The NMDA receptor antagonist MK-801 markedly reduces the induction of c-fos gene by haloperidol in the mouse striatum.

The influence of the N-methyl-D-aspartate (NMDA) receptor antagonist, MK-801 (dizocilpine), on the haloperidol-induced increase of c-fos mRNA levels in the striata of mice was examined using the quantitative Northern blot analysis method.
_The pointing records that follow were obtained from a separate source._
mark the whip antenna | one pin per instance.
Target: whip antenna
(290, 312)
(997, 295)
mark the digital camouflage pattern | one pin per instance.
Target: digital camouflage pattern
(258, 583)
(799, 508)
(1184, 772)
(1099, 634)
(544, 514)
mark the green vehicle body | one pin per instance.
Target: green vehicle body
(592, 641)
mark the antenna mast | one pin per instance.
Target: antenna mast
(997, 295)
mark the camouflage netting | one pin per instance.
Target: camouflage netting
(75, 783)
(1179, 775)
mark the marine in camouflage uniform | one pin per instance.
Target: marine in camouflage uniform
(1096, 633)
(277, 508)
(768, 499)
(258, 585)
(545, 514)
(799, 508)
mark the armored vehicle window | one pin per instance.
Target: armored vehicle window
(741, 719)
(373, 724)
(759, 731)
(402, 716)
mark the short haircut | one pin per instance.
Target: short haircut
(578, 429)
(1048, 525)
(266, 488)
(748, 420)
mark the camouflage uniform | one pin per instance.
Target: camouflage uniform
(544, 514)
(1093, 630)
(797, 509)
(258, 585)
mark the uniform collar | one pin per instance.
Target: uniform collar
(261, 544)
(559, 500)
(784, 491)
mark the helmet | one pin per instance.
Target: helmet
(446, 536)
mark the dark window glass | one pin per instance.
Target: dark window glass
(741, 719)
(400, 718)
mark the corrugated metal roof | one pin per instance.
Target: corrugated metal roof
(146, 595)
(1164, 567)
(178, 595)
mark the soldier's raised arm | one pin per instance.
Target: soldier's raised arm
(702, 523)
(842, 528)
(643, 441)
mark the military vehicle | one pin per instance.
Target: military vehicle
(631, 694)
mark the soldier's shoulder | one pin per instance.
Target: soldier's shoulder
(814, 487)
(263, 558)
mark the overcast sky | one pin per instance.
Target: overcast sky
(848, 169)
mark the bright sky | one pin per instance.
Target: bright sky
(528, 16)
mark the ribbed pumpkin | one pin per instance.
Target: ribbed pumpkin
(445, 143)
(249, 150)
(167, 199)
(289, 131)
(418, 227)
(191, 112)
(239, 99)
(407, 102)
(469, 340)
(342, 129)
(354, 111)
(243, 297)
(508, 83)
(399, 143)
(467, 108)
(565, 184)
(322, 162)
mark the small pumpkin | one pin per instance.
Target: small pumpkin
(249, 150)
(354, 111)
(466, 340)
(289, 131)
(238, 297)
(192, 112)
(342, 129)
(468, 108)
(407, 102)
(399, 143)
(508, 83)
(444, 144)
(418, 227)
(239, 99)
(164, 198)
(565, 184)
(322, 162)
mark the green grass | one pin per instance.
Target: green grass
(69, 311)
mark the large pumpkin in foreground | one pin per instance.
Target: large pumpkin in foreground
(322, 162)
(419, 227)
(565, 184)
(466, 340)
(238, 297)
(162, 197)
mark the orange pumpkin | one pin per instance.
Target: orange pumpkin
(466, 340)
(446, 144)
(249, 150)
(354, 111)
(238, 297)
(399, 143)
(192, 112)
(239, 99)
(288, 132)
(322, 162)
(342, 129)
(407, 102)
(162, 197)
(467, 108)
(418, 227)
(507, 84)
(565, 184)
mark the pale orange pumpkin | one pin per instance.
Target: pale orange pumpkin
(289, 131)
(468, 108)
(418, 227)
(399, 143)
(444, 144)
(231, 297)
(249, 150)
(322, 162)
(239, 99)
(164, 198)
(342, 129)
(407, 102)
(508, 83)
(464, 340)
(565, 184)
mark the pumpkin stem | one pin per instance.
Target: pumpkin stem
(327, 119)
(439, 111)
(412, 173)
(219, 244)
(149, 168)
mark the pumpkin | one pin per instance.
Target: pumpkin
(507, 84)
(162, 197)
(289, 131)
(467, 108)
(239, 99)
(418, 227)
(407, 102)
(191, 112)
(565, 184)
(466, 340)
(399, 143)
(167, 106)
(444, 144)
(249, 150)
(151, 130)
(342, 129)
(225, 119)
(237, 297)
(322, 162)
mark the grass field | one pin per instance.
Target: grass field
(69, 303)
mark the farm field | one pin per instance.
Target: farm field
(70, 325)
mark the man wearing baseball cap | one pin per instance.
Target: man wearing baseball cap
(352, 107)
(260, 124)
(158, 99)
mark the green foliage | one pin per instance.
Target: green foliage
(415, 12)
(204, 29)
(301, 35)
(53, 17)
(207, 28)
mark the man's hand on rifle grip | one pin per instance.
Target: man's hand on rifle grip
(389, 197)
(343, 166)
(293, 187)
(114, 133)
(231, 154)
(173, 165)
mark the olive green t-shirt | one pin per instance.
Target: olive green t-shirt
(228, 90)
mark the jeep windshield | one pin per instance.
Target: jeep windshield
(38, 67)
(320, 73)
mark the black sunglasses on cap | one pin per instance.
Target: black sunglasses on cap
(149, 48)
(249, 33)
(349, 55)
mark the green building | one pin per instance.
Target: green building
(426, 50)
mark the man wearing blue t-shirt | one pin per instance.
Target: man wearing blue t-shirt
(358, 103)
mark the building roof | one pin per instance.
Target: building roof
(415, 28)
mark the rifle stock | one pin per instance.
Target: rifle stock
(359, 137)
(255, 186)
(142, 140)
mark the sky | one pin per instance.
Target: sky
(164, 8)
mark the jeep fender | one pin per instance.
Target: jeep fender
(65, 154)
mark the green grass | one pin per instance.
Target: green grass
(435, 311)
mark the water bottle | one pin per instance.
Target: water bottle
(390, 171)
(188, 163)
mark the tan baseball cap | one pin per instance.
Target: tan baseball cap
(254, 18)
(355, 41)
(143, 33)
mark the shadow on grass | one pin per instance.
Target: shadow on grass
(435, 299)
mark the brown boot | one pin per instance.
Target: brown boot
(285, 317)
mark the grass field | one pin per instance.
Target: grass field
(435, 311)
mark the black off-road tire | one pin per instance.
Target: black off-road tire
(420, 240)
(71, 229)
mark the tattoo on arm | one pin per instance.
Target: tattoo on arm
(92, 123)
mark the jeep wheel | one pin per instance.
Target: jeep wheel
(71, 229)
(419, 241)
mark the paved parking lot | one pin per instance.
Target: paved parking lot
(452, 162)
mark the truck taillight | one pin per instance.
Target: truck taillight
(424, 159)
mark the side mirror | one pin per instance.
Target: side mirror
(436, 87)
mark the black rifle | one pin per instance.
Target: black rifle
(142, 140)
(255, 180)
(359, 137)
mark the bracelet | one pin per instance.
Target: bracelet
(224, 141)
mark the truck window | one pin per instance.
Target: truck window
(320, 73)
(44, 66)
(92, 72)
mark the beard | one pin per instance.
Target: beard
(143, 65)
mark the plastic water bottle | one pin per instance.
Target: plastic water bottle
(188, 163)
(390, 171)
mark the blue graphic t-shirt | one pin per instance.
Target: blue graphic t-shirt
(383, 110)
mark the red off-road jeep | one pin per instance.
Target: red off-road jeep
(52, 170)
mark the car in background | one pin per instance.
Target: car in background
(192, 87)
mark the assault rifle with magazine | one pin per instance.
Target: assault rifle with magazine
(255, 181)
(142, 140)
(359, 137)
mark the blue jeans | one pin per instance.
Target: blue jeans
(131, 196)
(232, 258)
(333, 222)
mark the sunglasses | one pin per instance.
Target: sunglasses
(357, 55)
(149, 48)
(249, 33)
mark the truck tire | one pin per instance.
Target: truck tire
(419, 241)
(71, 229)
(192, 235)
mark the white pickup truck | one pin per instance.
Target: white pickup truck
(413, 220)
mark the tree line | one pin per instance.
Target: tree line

Administration of haloperidol (1 mg/kg. i.p.) increased striatal c-fos mRNA hybridization signal about 7-fold, as measured 30 min after injection. MK-801 (0.2-4.5 mg/kg, i.p.) dose-dependently reduced this effect of the dopamine antagonist. Higher doses of MK-801 (1.5-4.5 mg/kg) diminished c-fos mRNA increase produced by haloperidol by 80%. Such a marked inhibition of this haloperidol effect by MK-801 has not been previously reported. It suggests that the induction of c-fos gene occurring in the striatum after dopamine D2 receptor blockade is mediated in great part by endogenous glutamate acting at NMDA receptors. Since the c-fos gene protein product (Fos) is a transcription factor, our results also indicate the involvement of glutamate in the regulation of expression of other genes in the striatum.